From: Fred Griffoul <fgriffo@amazon.co.uk>
Replace kvm_host_map usage with persistent gfn_to_pfn_cache for L1 APIC
virtualization pages (APIC access, virtual APIC, and posted interrupt
descriptor pages) to improve performance with unmanaged guest memory.
The conversion involves several key changes:
- Page loading in nested_get_vmcs12_pages(): load vmcs02 fields with
pfncache PFNs after each cache has been checked and possibly activated
or refreshed, during OUTSIDE_GUEST_MODE vCPU mode.
- Invalidation window handling: since nested_get_vmcs12_pages() runs in
OUTSIDE_GUEST_MODE, there's a window where caches can be invalidated
by MMU notifications before entering IN_GUEST_MODE. implement
is_nested_state_invalid() callback to monitor cache validity between
OUTSIDE_GUEST_MODE and IN_GUEST_MODE transitions. This triggers
KVM_REQ_GET_NESTED_STATE_PAGES when needed.

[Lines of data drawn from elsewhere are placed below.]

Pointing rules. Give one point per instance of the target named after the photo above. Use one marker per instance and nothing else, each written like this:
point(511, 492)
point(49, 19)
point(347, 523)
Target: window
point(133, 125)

- Cache access in event callbacks: the virtual APIC and posted interrupt
descriptor pages are accessed by KVM in has_events() and
check_events() nested_ops callbacks. These use the kernel HVA following
the pfncache pattern of check/refresh, with both callbacks able to sleep
if cache refresh is required.
This eliminates expensive memremap/memunmap cycles for each L2 VM
entry/exit, providing substantial performance improvements when using
unmanaged memory such as guest_memfd or memory passed with mem= kernel
parameter.
The persistent caching approach maintains correctness through proper
invalidation detection while avoiding the overhead of repeated mapping
operations.
Signed-off-by: Fred Griffoul <fgriffo@amazon.co.uk>
---
arch/x86/kvm/vmx/nested.c | 169 +++++++++++++++++++++++++++++---------
arch/x86/kvm/vmx/vmx.h | 8 +-
include/linux/kvm_host.h | 5 ++
3 files changed, 139 insertions(+), 43 deletions(-)
diff --git a/arch/x86/kvm/vmx/nested.c b/arch/x86/kvm/vmx/nested.c
index 06187b8baa19..0cb66314d58b 100644
--- a/arch/x86/kvm/vmx/nested.c
+++ b/arch/x86/kvm/vmx/nested.c
@@ -329,8 +329,18 @@ static int nested_gpc_lock(struct gfn_to_pfn_cache *gpc, gpa_t gpa)
if (!kvm_gpc_check(gpc, PAGE_SIZE) || (gpc->gpa != gpa)) {
read_unlock(&gpc->lock);
err = kvm_gpc_activate(gpc, gpa, PAGE_SIZE);
- if (err)
+ if (err) {
+ /*
+ * Deactivate nested state caches to prevent
+ * kvm_gpc_invalid() from returning true in subsequent
+ * is_nested_state_invalid() calls. This prevents an
+ * infinite loop while entering guest mode.
+ */
+ if (gpc->vcpu)
+ kvm_gpc_deactivate(gpc);
+
return err;
+ }
goto retry;
}
@@ -343,14 +353,17 @@ static void nested_gpc_unlock(struct gfn_to_pfn_cache *gpc)
read_unlock(&gpc->lock);
}
-static void nested_put_vmcs12_pages(struct kvm_vcpu *vcpu)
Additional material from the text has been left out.